In formality, Rep. Alexandria Ocasio-Cortez nominates Bernie Sanders at DNC

U.S. Rep. Alexandria Ocasio-Cortez nominated Bernie Sanders on Tuesday in a convention speech that honored him for organizing "a historic grassroots campaign to reclaim our democracy."

The New York congresswoman, 30, seconded the nomination for Sanders as the Democratic Party's presidential nominee, hailing the 78-year-old Vermont senator and his "mass people's movement working to establish 21st century social, economic and human rights, including guaranteed health care, higher education, living wages, and labor rights for all people in the United States."

Nominating Sanders is a formality after he dropped out of the contest in April. Former Vice President Joe Biden won the required number of delegates in June, cementing his status as the presumptive nominee, but he allowed Sanders to keep his delegates at the convention as an olive branch to the senator's supporters.

Ocasio-Cortez, who endorsed Sanders last year, has said she would support Biden as the presumptive nominee. She helped craft policy as part of the Biden-Sanders Unity Task Forces platform, made up of supporters from both campaigns.

She welcomed viewers in Spanish and English, and praised the progressive movement that lifted Sanders as one that fought against corporations and turned away from violence and xenophobia.

"En el espiritu del pueblo, and out of love for all people, I hereby second the nomination of Sen.

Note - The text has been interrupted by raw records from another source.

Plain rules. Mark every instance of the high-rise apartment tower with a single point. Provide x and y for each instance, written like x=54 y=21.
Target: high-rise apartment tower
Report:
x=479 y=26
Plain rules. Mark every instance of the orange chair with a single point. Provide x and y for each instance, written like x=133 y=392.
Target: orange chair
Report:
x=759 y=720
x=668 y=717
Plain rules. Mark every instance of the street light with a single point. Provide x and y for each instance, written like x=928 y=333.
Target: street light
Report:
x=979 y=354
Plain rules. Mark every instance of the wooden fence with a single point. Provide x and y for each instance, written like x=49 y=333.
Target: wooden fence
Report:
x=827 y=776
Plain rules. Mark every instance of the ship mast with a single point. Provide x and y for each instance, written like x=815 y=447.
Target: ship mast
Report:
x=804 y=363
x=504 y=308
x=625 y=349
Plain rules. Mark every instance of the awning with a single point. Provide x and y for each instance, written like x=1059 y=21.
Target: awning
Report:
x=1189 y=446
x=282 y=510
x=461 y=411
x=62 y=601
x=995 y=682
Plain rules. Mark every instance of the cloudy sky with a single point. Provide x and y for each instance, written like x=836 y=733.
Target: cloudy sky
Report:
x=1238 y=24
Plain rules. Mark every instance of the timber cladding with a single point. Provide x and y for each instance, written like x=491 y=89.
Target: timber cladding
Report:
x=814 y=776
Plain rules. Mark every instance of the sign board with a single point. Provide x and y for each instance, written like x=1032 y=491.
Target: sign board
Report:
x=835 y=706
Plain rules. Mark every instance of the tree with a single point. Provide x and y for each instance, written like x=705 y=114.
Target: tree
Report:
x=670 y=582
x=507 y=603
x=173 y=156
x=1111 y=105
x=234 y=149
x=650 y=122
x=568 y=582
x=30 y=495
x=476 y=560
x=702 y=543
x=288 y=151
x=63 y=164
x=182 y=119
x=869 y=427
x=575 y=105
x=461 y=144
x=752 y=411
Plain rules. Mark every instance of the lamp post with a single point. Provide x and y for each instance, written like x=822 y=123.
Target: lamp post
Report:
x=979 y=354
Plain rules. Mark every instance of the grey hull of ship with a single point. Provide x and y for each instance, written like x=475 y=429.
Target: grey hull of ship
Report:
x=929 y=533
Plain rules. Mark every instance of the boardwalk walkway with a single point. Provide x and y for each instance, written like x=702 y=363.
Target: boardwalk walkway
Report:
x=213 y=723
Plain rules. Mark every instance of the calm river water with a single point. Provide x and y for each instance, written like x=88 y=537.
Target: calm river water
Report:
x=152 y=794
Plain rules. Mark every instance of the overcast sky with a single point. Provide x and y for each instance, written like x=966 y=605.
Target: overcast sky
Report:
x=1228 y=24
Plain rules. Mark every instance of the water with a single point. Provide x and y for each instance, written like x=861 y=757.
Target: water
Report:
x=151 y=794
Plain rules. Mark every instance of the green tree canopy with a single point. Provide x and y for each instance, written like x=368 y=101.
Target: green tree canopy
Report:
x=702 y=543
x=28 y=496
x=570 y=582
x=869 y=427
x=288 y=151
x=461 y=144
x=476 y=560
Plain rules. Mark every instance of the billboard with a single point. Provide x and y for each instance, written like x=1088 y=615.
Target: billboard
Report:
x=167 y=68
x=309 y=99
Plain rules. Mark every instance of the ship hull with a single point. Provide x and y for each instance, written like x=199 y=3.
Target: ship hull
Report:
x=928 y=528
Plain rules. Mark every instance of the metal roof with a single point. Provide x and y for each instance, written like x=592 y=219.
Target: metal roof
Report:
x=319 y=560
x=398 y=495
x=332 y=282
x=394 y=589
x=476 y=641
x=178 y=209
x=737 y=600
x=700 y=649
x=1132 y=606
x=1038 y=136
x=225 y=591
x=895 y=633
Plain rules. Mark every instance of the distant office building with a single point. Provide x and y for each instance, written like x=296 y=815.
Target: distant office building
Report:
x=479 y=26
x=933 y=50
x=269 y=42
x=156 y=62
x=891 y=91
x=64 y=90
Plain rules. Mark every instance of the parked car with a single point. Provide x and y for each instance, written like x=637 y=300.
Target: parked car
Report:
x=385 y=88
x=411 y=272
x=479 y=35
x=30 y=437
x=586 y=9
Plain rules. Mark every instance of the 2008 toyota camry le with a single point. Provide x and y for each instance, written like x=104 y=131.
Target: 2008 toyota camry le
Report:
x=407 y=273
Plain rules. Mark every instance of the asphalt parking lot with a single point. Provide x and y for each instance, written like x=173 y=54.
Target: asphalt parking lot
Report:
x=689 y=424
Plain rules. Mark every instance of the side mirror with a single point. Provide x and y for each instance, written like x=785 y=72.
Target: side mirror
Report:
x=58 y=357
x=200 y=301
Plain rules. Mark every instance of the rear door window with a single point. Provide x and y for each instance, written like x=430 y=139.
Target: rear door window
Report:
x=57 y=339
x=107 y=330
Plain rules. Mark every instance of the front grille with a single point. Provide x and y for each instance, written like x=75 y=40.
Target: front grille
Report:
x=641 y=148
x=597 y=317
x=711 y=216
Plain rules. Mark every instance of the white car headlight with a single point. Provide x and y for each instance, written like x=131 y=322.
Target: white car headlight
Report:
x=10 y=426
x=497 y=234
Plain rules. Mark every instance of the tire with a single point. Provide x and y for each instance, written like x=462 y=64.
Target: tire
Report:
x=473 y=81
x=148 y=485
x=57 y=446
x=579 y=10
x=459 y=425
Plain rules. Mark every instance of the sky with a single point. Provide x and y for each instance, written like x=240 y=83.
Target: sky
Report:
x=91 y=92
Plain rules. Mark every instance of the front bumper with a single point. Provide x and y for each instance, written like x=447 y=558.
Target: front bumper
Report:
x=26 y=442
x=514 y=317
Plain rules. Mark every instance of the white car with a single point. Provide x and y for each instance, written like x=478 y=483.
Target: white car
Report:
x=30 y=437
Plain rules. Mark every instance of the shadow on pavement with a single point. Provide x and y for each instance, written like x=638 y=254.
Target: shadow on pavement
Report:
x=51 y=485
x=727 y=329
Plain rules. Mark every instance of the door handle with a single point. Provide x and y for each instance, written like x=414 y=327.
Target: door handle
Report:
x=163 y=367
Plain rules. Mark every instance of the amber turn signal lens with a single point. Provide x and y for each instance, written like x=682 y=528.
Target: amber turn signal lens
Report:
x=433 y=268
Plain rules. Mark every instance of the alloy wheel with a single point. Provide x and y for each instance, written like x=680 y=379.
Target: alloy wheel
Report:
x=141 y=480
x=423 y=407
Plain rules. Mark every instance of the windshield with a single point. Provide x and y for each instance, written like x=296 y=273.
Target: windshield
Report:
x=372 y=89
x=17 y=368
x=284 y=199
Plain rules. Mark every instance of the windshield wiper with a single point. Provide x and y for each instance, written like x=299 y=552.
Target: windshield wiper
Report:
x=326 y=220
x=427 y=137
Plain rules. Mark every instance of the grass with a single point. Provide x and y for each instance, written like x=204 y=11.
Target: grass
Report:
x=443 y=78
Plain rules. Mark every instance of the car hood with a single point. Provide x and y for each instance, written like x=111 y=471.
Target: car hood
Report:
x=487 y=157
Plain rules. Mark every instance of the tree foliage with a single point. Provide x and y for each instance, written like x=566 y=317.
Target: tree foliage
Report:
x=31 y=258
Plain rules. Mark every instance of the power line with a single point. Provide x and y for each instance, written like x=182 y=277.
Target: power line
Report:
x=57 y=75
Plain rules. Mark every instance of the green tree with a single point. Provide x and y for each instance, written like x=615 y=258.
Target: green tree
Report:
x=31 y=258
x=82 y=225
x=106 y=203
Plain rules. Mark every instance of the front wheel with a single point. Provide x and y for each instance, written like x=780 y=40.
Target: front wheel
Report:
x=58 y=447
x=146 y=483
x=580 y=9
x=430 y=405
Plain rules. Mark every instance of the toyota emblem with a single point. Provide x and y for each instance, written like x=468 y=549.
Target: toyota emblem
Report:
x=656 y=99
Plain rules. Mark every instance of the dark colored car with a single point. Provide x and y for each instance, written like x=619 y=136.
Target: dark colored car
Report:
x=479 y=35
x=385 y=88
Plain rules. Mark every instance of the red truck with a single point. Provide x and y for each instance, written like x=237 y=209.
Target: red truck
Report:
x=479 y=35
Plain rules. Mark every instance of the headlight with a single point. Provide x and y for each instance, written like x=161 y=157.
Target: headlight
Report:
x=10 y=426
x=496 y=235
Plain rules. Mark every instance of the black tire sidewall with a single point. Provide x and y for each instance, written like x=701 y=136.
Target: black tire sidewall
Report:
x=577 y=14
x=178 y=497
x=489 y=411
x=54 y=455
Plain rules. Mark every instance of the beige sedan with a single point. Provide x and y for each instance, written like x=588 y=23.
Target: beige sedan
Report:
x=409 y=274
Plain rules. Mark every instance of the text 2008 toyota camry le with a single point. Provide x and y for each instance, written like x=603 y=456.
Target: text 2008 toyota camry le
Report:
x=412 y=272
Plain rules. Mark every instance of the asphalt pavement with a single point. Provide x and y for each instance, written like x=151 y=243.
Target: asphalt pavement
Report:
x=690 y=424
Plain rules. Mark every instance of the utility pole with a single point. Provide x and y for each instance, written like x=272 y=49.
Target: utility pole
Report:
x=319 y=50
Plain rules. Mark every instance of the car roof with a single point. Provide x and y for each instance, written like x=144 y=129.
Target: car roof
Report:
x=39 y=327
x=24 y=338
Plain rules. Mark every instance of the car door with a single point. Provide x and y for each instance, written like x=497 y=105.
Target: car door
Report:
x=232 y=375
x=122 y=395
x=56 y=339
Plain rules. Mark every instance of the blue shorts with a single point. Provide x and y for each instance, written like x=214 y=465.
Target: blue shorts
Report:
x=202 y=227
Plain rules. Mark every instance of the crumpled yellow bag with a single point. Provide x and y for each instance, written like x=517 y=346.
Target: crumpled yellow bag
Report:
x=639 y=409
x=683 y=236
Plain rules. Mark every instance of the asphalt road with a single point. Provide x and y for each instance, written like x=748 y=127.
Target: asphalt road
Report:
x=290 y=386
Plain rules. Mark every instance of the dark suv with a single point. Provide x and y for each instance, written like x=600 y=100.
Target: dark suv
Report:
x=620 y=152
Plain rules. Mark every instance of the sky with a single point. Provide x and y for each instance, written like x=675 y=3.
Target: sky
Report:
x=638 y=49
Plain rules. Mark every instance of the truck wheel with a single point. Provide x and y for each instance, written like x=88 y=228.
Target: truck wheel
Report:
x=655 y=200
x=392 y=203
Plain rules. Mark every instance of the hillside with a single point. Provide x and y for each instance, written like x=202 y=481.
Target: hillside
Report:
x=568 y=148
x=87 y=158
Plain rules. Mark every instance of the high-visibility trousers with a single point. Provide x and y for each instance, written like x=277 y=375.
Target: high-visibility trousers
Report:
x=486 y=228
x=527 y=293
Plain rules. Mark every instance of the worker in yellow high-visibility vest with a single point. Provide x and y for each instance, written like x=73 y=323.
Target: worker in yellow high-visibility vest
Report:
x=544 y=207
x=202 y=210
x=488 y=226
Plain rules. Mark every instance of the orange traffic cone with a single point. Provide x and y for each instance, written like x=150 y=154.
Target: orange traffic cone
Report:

Bernard Sanders of Vermont for president of the United States of America," she said in her nomination speech of about a minute and a half.

Ocasio-Cortez is seen as a wunderkind of the party's next generation of progressives. When reports suggested she would get less speaking time at the convention than Republican former Ohio Gov. John Kasich, who spoke on Monday, young convention delegates began circulating a petition calling on the Democratic National Committee to allow her the same amount of time as Kasich, who spoke for four minutes. Requests for comment from the DNC and the convention were not returned.

On Tuesday, former presidential candidate Andrew Yang said she should be given more time to speak. "There aren't many people who can cut through and convey a real message," he said on Twitter.

Kasich, in a pre-convention interview, referred to the congresswoman as part of the Democratic Party's "extreme" wing and not representative of the country's moderate leanings.

"People on the extreme, whether they're on the left or on the right, they get outsized publicity that tends to define their party," he told Buzzfeed News. "You know, I listen to people all the time make these statements, and because AOC gets outsized publicity doesn't mean she represents the Democratic Party. She's just a part, just some member of it."

In response, Ocasio-Cortez wrote Monday on Twitter that although she hopes Kasich gets through to Republican voters he's encouraging to support Biden and running mate California Sen. Kamala Harris, he is hardly one to speak about the Democratic Party.

"Something tells me a Republican who fights against women's rights doesn't get to say who is or isn't representative of the Dem party," she said.

In a follow-up tweet, she called Kasich an "anti-choice extremist" who will and has "signed away our reproductive rights the moment he has the opportunity to do so."